Not sure that's a question or a description of how your imlemetation
currently works.
A SAML IDP can put a maximum limit on the SP session, but I can't tell
you whether your IDP does that wrt your SP. If that's not the case the
SP session can life (much) longer than the SSO session at the IDP.

> As far as I understood by your answer, everytime the IdP session expires
> the user must type his login credentials on the IdP screen

Only if the SAML SP's (and possibly the application's) session was
meanwhile expired AND the subject continues to send requests to the
protected resource (and the SAML SP is configured to intercept them).
The login at the IDP must be triggered by something, the IDP knows
nothing about what the subject does at the SP and vice versa: The fact
that the SSO session at the IDP expired has no practical consequence
if the subject can continue using the SP, i.e. that won't trigger a
redirect to the IDP for authentication.

> so the IdP creates a new session if the user is authorized on the
> Active Directory, right? Usually, even if the user is removed from
> the Active Directory, as long as the IdP session is alive, the user
> will be authorized on the IdP side, correct?

I cannot tell you whether that's how MS-ADFS works or not. A SAML IDP
that works independently of an LDAP directory server will create a
session in its session store (and hand out cookies referencing those
sessions), and those sessions will not magically be invalidated by
changed in the LDAP directory server.
Maybe they will in MS-ADFS, no idea.

> Isn't there a way to tell the IdP to refresh the session? For
> example, send the IdP the SAML Authorization Token, then the IdP
> checks with the Active Directory if the user related to that token
> is still valid, finally it refreshes the authorization with a new
> token or whatever extending the session time.
>
> Just to clarify, what I'm trying to achieve is a login process
> similar to Facebook, but using ADFS. As long as you have that hash
> saved on your cookie, you will be granted access to the
> application. Under the hood the application may do all sorts of
> things to keep verifying if that hash is still valid on the servers.

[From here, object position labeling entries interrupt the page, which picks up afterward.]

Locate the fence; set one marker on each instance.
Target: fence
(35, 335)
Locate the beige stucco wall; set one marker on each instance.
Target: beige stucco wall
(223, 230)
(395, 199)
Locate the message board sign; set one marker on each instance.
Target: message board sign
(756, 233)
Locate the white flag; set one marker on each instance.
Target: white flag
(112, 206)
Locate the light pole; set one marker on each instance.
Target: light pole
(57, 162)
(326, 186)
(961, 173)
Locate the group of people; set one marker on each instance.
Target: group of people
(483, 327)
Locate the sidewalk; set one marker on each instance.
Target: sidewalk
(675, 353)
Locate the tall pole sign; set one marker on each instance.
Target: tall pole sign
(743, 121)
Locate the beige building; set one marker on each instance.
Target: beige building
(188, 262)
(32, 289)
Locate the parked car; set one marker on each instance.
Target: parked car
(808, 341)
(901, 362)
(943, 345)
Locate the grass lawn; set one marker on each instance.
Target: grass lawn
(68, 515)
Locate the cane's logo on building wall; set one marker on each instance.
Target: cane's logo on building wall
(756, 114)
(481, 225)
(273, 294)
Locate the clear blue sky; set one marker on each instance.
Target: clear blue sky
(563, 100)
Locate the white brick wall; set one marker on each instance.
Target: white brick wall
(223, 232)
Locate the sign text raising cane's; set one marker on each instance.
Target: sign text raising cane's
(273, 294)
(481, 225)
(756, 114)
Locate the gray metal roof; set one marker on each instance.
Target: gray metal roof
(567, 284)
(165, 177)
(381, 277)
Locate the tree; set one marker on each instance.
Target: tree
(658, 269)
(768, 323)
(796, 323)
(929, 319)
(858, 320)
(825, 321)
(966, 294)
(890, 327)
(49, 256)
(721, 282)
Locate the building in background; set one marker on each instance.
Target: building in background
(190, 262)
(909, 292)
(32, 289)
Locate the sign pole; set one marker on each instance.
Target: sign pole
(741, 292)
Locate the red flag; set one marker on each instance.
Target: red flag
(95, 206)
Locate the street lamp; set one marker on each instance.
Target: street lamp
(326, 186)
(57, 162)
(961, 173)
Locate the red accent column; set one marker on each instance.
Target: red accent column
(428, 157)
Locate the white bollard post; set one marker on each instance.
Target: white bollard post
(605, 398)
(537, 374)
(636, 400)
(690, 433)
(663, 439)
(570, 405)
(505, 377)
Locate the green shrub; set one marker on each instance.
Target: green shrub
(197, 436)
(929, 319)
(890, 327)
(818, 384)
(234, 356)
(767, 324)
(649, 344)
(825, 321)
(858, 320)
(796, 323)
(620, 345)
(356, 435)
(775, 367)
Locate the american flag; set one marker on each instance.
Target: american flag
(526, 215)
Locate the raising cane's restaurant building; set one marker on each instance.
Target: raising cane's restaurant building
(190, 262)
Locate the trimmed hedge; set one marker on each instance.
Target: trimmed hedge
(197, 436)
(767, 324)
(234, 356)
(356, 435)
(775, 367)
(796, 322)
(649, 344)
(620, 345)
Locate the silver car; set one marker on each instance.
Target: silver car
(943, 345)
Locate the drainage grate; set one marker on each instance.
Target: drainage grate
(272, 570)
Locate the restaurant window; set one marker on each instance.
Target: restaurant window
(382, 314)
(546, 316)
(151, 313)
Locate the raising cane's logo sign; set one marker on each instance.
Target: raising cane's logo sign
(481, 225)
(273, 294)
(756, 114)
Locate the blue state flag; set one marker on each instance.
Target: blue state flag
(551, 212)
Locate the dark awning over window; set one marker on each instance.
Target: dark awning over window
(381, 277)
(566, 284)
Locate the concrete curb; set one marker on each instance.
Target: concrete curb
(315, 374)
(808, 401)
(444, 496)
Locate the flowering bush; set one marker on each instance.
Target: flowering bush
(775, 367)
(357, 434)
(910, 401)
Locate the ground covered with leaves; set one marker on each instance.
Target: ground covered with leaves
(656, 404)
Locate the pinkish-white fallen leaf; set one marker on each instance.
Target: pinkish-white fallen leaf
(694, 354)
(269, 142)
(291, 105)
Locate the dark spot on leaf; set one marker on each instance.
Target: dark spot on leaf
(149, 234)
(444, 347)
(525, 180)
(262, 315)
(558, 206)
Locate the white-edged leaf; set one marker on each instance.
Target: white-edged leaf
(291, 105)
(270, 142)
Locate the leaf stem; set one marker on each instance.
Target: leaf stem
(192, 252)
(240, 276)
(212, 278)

I have no idea what you're asking here. SimpleSAMLphp (like
Shibboleth, for example) implements standard protocols,
e.g. SAML. SimpleSAMLphp also implements suport for other
protocols. Details about those depend on what you mean/want.

I cannot tell you how to use SimpleSAMLphp to make your MS-ADFS system
behave like Facebook (whatever that means in detail), if that was a
proper question, and one you were after.

I don't know what protocols Facebook implements (some non-standard
version of OpenID Connect or Oauth2, possibly?) or what protocols
MS-ADFS supports or what any of this has to do with this list.

If you're asking whether you can invent your own security protocol
using parts of SimpleSAMLphp code, then the answer is yes, certainly,
as long as you adhere to the software license requirements.